Toronto Raptors president Masai Ujiri won’t face criminal charges in California stemming from a physical dispute over credentials with a sheriff’s deputy after the last game of the NBA Finals earlier this year.
Alameda County Assistant District Attorney Teresa Drenick confirmed Tuesday that after a months-long investigation into the June incident in Oakland, prosecutors had decided not to charge Ujiri and instead suggested the two sides settle their dispute through mediation.
Ujiri met Monday with a member of the District Attorney’s office and the Raptors president’s local California lawyers. No one from Alameda County Sheriff’s office participated.
The meeting “focused on matters that we believe merited constructive, structured mediation and conflict resolution and were better handled in a setting outside of the courtroom,” Drenick wrote in an e-mail. She declined to offer more details.
Ujiri’s California lawyer Robert Beles, who has represented the Raptors president since shortly after the incident, described the Monday afternoon mediation in Oakland as a “friendly meeting” between the District Attorney’s office and Ujiri to close the lengthy investigation that involved interviewing several witnesses and reviewing videotaped footage of the altercation.
“That was the very final leg or part of the investigation was meeting with Masai himself,” Beles said in a phone interview. “There are no conditions on him whatsoever.
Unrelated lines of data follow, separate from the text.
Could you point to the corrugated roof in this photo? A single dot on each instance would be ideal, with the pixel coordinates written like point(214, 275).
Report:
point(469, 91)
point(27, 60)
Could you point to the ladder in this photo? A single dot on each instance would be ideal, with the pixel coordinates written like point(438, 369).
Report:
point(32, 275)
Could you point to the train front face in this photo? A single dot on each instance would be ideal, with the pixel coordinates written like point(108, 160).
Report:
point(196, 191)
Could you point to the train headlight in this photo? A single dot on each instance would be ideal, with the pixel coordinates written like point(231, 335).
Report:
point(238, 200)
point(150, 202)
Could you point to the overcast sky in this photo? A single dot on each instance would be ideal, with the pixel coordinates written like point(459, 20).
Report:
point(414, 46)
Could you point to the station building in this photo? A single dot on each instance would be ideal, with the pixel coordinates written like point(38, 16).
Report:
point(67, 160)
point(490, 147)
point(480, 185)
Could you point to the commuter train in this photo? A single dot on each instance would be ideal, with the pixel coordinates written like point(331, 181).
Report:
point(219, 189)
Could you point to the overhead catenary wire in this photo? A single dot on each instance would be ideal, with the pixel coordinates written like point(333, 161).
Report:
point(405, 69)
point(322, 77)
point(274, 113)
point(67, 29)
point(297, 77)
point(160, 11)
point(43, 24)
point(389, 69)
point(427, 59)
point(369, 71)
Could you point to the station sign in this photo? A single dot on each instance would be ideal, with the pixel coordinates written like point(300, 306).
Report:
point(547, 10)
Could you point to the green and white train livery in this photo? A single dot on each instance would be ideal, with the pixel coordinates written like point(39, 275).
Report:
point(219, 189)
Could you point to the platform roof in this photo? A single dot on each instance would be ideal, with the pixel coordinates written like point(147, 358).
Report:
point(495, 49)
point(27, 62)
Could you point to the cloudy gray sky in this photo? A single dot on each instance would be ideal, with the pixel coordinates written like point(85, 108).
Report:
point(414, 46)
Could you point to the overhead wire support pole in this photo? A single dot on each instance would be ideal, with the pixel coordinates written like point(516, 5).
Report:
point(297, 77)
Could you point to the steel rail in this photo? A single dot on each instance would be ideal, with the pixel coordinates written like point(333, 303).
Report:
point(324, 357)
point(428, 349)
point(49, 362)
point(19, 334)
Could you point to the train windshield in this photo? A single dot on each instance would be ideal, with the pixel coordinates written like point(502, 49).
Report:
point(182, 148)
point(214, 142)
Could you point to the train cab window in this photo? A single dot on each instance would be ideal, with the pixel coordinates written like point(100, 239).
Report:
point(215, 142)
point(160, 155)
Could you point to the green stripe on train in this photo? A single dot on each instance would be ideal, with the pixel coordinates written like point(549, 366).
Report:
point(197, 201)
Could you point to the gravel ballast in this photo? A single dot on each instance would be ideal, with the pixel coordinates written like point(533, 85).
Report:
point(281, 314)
It’s just go in peace and that’s the end of the investigation.”
The decision not to charge Ujiri lifts a cloud that has hung over the Raptors’ historic NBA championship since an altercation broke out between Ujiri and an Alameda County Sheriff’s deputy after the Raptors’ title-clinching game against the Golden State Warriors in Oakland on June 13.
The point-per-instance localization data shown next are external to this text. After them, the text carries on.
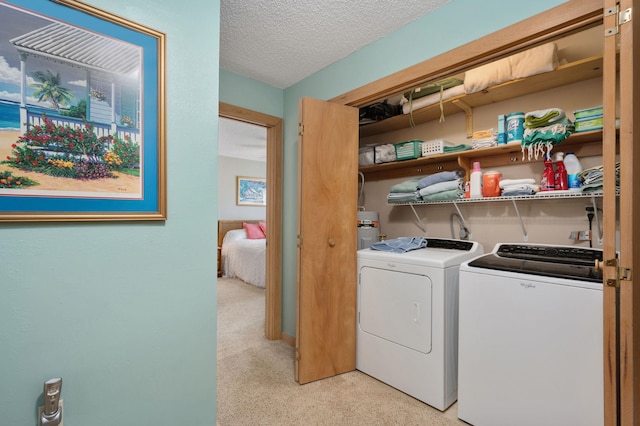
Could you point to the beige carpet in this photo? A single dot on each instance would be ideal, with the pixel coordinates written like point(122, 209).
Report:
point(256, 384)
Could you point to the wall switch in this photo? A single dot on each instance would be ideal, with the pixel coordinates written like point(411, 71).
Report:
point(584, 236)
point(580, 235)
point(41, 410)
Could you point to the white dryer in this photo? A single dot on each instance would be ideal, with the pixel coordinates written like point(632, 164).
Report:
point(407, 333)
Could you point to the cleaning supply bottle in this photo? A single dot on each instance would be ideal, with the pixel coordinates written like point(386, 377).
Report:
point(561, 183)
point(547, 182)
point(475, 183)
point(573, 166)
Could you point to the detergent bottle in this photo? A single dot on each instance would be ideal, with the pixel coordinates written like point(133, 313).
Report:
point(574, 168)
point(547, 182)
point(561, 183)
point(475, 183)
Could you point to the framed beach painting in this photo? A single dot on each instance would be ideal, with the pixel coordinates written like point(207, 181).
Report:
point(82, 114)
point(251, 191)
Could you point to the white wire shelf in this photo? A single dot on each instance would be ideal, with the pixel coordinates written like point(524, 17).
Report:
point(539, 196)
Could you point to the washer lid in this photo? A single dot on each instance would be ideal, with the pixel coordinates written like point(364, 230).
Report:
point(440, 252)
point(574, 263)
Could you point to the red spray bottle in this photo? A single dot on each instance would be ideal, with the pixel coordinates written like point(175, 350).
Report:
point(547, 182)
point(561, 182)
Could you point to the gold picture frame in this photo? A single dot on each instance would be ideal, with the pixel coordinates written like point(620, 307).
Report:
point(98, 151)
point(251, 191)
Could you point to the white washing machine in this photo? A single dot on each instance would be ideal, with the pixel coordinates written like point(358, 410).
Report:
point(407, 330)
point(531, 337)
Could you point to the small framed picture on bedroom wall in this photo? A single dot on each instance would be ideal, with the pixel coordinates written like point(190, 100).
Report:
point(251, 191)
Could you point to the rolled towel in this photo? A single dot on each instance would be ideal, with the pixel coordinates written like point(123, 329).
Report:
point(506, 182)
point(543, 117)
point(438, 177)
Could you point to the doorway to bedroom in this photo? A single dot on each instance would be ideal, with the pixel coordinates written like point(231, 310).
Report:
point(273, 284)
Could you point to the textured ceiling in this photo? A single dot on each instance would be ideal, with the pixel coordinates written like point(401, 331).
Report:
point(284, 41)
point(281, 42)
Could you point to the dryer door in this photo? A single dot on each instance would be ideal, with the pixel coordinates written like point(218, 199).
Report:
point(396, 306)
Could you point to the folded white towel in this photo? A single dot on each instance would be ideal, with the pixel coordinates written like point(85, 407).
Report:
point(520, 187)
point(441, 186)
point(385, 153)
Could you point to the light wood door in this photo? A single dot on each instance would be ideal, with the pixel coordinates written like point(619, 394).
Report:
point(627, 362)
point(327, 217)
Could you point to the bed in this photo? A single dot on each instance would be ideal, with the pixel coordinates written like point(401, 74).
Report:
point(241, 256)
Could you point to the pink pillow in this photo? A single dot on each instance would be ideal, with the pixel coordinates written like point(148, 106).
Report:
point(253, 231)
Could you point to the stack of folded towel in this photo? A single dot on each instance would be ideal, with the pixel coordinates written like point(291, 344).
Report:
point(543, 129)
point(400, 245)
point(515, 187)
point(441, 186)
point(484, 138)
point(404, 192)
point(592, 178)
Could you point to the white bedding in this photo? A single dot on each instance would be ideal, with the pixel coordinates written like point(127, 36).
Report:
point(244, 258)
As Ujiri tried to make his way to a trophy ceremony on the court, the sheriff’s office claimed that Ujiri flashed his NBA-issued credentials backwards while making his way past the officer, who was working security, shoving him aside. The officer then pushed back and asked for Ujiri’s badge and a shoving match allegedly ensued. Ujiri identified himself as the Raptors president, but the sheriff’s office says he was not wearing the yellow armband and purple badge needed to get on the court for the trophy celebrations.
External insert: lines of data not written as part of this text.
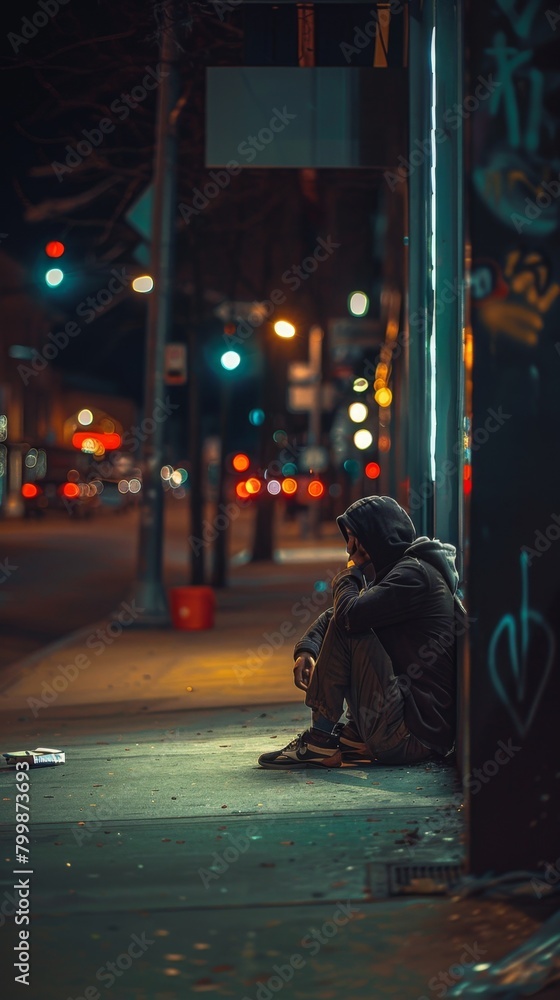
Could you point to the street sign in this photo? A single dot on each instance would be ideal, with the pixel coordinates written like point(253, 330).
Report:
point(175, 364)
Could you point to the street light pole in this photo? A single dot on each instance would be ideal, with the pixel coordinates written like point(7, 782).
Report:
point(315, 412)
point(149, 593)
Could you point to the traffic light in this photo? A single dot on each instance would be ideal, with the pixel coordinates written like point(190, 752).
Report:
point(230, 360)
point(54, 275)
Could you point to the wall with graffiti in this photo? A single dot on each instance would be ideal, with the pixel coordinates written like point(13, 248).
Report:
point(514, 591)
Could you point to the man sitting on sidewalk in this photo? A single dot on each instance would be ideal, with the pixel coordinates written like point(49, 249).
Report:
point(386, 647)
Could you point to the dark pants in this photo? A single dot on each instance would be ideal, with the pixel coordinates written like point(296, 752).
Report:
point(356, 669)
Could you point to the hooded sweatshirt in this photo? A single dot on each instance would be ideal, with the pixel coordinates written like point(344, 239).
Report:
point(412, 606)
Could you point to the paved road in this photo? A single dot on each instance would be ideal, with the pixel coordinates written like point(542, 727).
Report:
point(69, 573)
The Globe and Mail viewed still images derived from footage captured by the deputy’s body camera and security video at Oracle Arena showing Ujiri with his arms raised toward the deputy. However, the sheriff’s office declined to play the full videos, which it said could interfere with the investigation. Four witnesses who spoke to The Globe said they did not see Ujiri strike the deputy’s face.
Alameda County Sheriff Greg Ahern, an elected official, had requested Ujiri be charged with battery of a peace officer, a misdemeanour punishable by up to a year in jail and a US$2,000 fine, alleging that Ujiri struck the deputy’s jaw and shoulder.
“The District Attorney’s office have their own criteria for figuring out whether they are or are not going to charge a crime. And I don’t know what they did or didn’t do. And it is not really determinative of what actually took place,” said the deputy’s lawyer, David P. Mastagni. He declined to discuss whether the deputy was still weighing whether to pursue a lawsuit against Mr. Ujiri.
The Alameda County Sheriff’s office declined to comment Tuesday night.